Esta campaña ha sido impulsada vía redes sociales, principalmente en WhatsApp por parte de granjas de bots pertenecientes al Partido Liberal y Nacional. Esta acción, muestra su clara desesperación a pocos días de las elecciones generales.
Curiosamente y contradictoriamente a la campaña difundida por el bipartidismo, la misma carece totalmente de fundamento, pues la propia abogada Moncada y su familia son reconocidos practicantes de la fe católica.
Este fenómeno donde la desinformación es impulsada por actores políticos, ocurre en un contexto electoral marcado por una creciente preocupación ciudadana sobre la integridad del proceso democrático.
Se ha documentado que la desinformación electoral entendida como creación o difusión intencional de contenido falso o engañoso para manipular el voto, este se infiltra en Honduras a través de campañas digitales, redes de bots y mensajes virales en momentos críticos del calendario comicial.
Cabe recordar que este tipo de mecanismos, son utilizados por sectores conservadores a nivel mundial, y buscan manipular al electorado con mentiras.
Y es que atacar instituciones electorales y desplegar narrativas de fraude sin pruebas son estrategias destinadas a socavar la confianza ciudadana en los mecanismos de transparencia o bien en partidos políticos o candidatos.
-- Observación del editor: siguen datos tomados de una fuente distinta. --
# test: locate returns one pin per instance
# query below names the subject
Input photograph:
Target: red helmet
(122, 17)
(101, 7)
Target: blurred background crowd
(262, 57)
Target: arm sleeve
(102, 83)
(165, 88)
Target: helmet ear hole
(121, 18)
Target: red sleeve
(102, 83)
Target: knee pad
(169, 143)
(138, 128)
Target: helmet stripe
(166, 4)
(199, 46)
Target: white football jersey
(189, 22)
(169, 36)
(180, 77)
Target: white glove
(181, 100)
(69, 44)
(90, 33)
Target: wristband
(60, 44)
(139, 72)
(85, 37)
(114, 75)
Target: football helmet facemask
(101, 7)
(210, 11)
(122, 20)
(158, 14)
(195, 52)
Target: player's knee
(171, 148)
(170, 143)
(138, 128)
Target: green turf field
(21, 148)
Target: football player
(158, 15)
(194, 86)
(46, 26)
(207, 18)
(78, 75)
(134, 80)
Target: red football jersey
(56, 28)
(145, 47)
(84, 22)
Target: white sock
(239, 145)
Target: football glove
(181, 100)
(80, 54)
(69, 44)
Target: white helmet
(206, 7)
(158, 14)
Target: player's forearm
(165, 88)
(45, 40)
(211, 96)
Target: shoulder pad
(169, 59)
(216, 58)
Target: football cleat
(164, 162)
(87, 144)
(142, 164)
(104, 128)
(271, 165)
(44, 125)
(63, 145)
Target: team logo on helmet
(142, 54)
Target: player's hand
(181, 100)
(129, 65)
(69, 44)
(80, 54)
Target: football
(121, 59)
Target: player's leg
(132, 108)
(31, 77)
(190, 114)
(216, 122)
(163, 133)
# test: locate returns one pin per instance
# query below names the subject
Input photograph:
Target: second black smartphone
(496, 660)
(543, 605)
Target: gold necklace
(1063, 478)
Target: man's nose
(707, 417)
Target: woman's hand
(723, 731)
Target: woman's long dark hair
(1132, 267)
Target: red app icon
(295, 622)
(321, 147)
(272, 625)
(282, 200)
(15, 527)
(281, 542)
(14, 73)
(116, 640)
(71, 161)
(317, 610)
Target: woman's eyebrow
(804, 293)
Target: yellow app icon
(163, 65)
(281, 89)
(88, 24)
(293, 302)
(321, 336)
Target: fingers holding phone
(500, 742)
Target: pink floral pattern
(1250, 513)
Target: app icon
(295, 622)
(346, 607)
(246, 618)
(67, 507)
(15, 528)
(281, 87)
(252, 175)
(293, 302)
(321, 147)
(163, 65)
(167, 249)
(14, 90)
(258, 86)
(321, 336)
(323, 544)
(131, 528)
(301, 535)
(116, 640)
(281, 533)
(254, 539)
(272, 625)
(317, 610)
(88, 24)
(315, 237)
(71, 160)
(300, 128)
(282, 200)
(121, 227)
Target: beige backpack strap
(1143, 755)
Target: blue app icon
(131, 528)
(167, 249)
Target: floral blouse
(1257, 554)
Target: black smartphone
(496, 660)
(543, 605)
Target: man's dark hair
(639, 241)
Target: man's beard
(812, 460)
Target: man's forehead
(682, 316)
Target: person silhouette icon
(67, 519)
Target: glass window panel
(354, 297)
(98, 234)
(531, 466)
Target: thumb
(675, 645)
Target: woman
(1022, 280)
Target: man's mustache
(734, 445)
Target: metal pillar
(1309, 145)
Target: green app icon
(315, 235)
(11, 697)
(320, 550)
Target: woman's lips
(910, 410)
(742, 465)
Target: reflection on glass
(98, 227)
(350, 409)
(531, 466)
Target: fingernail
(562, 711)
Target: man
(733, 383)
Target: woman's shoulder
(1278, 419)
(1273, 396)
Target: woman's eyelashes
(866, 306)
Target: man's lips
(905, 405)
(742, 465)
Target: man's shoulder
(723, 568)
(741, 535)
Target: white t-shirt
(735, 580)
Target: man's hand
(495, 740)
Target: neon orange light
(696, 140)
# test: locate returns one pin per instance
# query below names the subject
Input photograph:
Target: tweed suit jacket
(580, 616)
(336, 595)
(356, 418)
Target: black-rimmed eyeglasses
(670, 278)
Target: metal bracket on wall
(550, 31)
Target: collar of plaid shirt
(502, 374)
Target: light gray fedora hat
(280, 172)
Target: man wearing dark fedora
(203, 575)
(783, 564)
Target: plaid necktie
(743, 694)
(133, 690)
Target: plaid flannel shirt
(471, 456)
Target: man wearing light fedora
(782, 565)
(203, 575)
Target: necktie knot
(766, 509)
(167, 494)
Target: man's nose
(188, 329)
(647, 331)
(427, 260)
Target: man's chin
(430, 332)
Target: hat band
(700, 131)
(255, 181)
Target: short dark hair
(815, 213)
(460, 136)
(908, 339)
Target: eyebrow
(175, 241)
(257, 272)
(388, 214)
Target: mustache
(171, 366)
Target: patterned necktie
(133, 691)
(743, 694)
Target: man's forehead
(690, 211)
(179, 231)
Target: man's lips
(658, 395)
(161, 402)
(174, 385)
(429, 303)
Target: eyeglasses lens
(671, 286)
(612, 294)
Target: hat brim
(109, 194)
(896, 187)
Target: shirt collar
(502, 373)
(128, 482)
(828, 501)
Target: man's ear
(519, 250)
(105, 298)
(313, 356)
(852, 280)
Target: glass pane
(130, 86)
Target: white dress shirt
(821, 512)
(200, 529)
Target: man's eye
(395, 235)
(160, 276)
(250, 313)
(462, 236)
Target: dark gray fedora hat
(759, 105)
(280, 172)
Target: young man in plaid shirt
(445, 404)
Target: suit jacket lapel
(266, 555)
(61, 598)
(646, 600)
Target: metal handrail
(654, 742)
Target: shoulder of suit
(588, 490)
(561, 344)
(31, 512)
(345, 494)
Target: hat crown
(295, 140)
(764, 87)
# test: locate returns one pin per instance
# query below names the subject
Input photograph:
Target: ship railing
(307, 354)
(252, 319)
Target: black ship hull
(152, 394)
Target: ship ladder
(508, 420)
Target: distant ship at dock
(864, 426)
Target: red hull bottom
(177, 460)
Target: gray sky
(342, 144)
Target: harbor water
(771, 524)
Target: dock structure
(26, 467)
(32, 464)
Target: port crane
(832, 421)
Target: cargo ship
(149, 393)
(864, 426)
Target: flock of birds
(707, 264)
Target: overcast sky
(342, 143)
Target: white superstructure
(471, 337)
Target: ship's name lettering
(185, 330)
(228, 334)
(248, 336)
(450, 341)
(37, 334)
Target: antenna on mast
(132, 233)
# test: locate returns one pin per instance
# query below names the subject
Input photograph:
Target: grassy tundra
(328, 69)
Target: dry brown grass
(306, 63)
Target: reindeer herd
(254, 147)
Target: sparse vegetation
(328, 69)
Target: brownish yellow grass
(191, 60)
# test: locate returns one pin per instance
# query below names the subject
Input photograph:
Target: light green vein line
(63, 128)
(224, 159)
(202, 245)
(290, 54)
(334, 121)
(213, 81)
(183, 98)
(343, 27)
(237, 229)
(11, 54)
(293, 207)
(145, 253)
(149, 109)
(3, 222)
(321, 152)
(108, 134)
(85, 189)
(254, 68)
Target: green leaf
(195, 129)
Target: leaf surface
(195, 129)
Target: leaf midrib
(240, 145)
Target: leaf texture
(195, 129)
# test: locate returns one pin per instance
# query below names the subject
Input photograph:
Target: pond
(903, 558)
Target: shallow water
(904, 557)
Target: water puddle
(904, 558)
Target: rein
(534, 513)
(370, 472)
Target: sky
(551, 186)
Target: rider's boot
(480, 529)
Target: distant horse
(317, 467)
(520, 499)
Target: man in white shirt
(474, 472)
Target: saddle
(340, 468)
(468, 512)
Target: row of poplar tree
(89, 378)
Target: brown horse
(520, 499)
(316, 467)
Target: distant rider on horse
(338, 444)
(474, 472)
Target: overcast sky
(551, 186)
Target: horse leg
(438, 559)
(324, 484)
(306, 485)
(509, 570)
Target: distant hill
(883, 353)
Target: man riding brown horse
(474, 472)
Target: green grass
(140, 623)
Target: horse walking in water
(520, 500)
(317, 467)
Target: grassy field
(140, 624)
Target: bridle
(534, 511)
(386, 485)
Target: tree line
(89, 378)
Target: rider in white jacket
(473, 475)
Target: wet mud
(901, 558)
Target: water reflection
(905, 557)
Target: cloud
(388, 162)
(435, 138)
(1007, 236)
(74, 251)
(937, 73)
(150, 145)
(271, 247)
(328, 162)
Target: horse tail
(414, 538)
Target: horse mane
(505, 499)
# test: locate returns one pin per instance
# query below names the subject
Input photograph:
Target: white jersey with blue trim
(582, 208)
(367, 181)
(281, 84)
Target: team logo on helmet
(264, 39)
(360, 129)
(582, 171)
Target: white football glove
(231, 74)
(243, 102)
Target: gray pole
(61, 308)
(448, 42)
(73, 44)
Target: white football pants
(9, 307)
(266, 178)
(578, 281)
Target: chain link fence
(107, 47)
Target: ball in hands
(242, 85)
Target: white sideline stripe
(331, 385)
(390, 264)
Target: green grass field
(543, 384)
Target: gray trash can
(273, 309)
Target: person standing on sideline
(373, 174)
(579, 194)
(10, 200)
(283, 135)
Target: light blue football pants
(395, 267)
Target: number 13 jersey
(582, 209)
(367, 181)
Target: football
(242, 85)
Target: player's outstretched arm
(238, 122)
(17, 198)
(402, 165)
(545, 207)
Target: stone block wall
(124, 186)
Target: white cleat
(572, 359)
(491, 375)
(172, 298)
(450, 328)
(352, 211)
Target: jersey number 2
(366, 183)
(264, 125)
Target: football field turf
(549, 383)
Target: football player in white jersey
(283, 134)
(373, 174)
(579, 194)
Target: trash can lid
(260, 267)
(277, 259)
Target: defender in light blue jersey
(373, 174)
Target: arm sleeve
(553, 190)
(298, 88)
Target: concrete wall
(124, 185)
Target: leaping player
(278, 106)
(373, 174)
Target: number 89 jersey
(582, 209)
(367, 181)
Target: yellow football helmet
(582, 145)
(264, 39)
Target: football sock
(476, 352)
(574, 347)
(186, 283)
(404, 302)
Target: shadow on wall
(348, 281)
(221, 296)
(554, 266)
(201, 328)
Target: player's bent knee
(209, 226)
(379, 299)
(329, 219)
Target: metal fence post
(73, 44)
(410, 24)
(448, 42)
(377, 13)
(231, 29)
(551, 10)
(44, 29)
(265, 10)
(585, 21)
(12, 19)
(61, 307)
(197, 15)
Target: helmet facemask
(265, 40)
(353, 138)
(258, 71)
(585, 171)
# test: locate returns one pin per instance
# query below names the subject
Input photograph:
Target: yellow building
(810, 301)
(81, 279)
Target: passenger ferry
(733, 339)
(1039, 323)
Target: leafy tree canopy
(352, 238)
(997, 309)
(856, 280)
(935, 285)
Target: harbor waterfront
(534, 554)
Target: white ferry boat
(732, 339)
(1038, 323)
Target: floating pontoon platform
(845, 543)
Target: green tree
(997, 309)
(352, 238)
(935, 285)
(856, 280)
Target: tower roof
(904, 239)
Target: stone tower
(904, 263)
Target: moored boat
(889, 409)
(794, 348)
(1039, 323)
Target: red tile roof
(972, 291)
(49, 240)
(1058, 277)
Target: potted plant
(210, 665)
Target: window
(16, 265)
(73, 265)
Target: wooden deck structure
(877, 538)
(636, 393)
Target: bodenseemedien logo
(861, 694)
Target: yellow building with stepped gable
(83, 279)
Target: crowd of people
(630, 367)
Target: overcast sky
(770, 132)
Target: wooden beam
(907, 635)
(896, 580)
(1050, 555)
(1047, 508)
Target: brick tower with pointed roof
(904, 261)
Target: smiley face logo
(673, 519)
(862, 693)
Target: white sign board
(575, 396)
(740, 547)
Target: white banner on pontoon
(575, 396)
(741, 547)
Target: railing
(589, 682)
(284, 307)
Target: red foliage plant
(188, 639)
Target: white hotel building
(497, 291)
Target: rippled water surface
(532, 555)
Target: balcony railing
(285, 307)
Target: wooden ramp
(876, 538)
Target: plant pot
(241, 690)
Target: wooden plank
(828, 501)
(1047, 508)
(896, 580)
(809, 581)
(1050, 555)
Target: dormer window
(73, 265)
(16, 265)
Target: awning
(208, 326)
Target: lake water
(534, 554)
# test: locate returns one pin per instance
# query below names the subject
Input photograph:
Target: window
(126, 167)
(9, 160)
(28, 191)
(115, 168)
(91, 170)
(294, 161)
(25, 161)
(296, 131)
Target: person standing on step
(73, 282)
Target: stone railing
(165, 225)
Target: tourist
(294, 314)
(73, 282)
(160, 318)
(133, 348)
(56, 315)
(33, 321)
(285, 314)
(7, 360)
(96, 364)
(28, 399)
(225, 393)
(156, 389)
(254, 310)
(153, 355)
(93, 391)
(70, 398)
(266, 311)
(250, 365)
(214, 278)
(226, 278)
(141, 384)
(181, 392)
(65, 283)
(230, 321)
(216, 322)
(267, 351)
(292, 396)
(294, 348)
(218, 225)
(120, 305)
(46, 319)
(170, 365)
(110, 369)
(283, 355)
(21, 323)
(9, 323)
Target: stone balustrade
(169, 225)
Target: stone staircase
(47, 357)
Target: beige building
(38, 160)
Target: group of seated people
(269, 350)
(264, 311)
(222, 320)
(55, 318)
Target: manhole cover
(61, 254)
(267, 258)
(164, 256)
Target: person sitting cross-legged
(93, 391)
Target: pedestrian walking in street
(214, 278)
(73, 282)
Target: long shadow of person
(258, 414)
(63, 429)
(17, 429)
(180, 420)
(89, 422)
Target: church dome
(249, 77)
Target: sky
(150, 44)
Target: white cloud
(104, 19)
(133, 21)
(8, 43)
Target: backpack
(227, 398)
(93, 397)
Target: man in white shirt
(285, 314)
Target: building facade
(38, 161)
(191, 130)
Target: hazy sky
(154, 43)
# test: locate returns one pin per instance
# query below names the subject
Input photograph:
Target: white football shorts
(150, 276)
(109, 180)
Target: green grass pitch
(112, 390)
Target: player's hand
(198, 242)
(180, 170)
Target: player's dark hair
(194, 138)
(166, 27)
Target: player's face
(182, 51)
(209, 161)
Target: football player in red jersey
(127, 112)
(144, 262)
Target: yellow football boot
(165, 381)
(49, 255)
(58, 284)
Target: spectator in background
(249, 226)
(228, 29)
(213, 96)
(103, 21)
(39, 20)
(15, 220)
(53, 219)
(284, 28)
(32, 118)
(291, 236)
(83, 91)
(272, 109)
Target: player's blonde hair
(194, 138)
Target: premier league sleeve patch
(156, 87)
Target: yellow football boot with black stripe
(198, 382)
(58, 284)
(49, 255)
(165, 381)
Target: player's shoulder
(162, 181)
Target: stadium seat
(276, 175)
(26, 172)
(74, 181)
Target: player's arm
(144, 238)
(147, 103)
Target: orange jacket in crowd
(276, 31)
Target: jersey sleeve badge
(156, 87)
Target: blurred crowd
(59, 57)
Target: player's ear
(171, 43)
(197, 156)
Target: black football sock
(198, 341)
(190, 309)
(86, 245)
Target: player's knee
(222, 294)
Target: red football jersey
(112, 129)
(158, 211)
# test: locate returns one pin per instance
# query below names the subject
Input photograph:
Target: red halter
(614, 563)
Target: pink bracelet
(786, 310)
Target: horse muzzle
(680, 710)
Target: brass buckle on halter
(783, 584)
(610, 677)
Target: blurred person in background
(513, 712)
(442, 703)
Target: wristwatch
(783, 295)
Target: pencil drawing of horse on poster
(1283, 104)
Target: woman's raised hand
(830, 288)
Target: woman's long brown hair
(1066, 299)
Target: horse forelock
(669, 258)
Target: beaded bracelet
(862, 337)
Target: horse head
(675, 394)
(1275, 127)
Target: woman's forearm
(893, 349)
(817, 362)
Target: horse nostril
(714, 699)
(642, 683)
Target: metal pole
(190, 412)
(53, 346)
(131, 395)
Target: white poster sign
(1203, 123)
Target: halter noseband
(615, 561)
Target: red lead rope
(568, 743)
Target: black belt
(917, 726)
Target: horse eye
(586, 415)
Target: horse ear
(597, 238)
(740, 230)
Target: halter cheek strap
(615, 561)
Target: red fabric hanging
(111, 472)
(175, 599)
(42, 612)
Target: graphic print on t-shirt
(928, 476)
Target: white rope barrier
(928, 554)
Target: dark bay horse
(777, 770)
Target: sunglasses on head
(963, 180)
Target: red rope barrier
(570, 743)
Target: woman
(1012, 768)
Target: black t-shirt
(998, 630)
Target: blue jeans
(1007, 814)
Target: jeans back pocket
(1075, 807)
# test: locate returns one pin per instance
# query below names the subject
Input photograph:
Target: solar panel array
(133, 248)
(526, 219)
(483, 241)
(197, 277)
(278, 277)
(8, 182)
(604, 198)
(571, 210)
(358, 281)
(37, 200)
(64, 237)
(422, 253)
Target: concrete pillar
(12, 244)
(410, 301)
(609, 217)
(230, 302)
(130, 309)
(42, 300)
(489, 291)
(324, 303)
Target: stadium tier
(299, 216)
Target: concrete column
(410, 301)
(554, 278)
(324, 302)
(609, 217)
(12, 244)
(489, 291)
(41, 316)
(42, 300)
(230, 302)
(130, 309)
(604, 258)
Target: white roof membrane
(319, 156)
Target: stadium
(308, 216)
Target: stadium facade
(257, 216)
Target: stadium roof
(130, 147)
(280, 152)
De hecho, desde su renuncia al cargo de ministra de Finanzas para presentar su candidatura, Moncada ha sido objeto de intensas campañas mediáticas y acusaciones infundadas, todas ellas impulsadas por el bipartidismo.
Esta campaña responde a una estrategia de miedo, desinformación y difamación impulsada por sectores del bipartidismo tradicional, que ven amenazada posibilidad de retornar al poder.
El uso de canales digitales para propagar este tipo de mensajes falsos, incluyendo su difusión por parte de dirigentes y candidatos de los partidos Liberal y Nacional, refleja la falta de ética política y el deterioro de la calidad del debate electoral.
Estas acciones son una muestra de desesperación ante los resultados de las encuestas que colocan a Moncada como la favorita para convertirse en la próxima presidenta de Honduras, por tanto es fundamental que el pueblo hondureño, esté alerta y denuncie este tipo de campañas.